A spokesman for Senate Majority Leader Harry Reid said the Nevada Democrat strongly supports the lands package, but his first priorities in a lame-duck session next week are a planned rescue for the auto industry and extension of unemployment insurance benefits.
Sen. Tom Coburn, R-Okla., has threatened to filibuster the lands bill over what he calls its excessive spending — nearly $4 billion over five years — and the removal of millions of acres of federal property from oil and gas development.
"The outlook for this legislation does not look real good," said Bill Wicker, a spokesman for Sen. Jeff Bingaman, D-N.M., chairman of the Senate Energy and Natural Resources Committee. "The two big problems right now are the clock and the economy."
Coburn's threat meant the Senate could have spent up to three days debating the lands package — time that Reid and other Senate leaders say should be devoted to the auto bailout and other legislation responding to the country's economic crisis.

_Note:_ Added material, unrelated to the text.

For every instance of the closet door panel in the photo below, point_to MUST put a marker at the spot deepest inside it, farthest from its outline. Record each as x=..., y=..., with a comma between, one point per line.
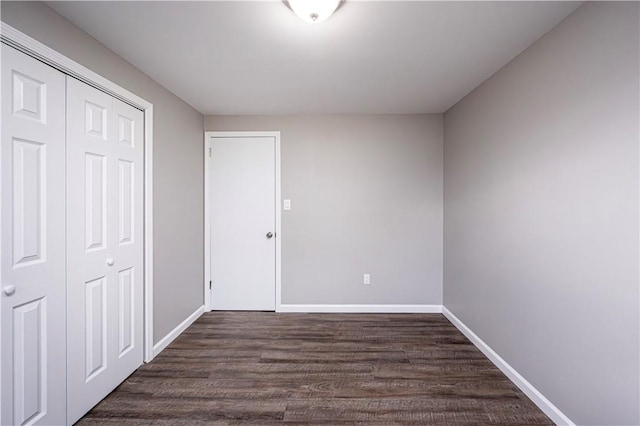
x=32, y=319
x=104, y=214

However, 20 Senators from both sides of the aisle, including Oregon Sens. Ron Wyden, a Democrat, and Republican Gordon Smith, signed a letter sent to Reid on Friday, urging him to pass the measure.
The bill includes creation of the roughly 23,000-acre Soda Mountain Wilderness in the Cascade-Siskiyou National Monument in the mountains east of Ashland and the 13,700-acre Copper Salmon Wilderness in the Elk River drainage near Port Orford.
The Soda Mountain Wilderness would be on the U.S. Bureau of Land Management's Medford District. The proposed Copper Salmon Wilderness area is on the western edge of the Rogue River-Siskiyou National Forest.
The bill would also expand wilderness areas around Oregon's Mount Hood and created a vast new wilderness in Idaho's Owyhee canyons as well as carve out areas in California, Colorado and New Mexico.
The Mount Hood bill, which includes the Copper Salmon and the Soda Mountain proposals, was co-sponsored by Wyden and Smith.
Wyden's chief of staff, Josh Kardon, said Friday that Wyden was among many senators in both parties frustrated by Coburn's refusal to allow the lands package to move though the Senate.
"These are bills that moved unanimously through committee with Republican and Democratic support," Kardon said, adding that Wyden was particularly disappointed "that Senator Smith won't be allowed the honor he deserves in enacting a Wyden-Smith Mount Hood wilderness legislation."
Smith was defeated in his bid for re-election earlier this month.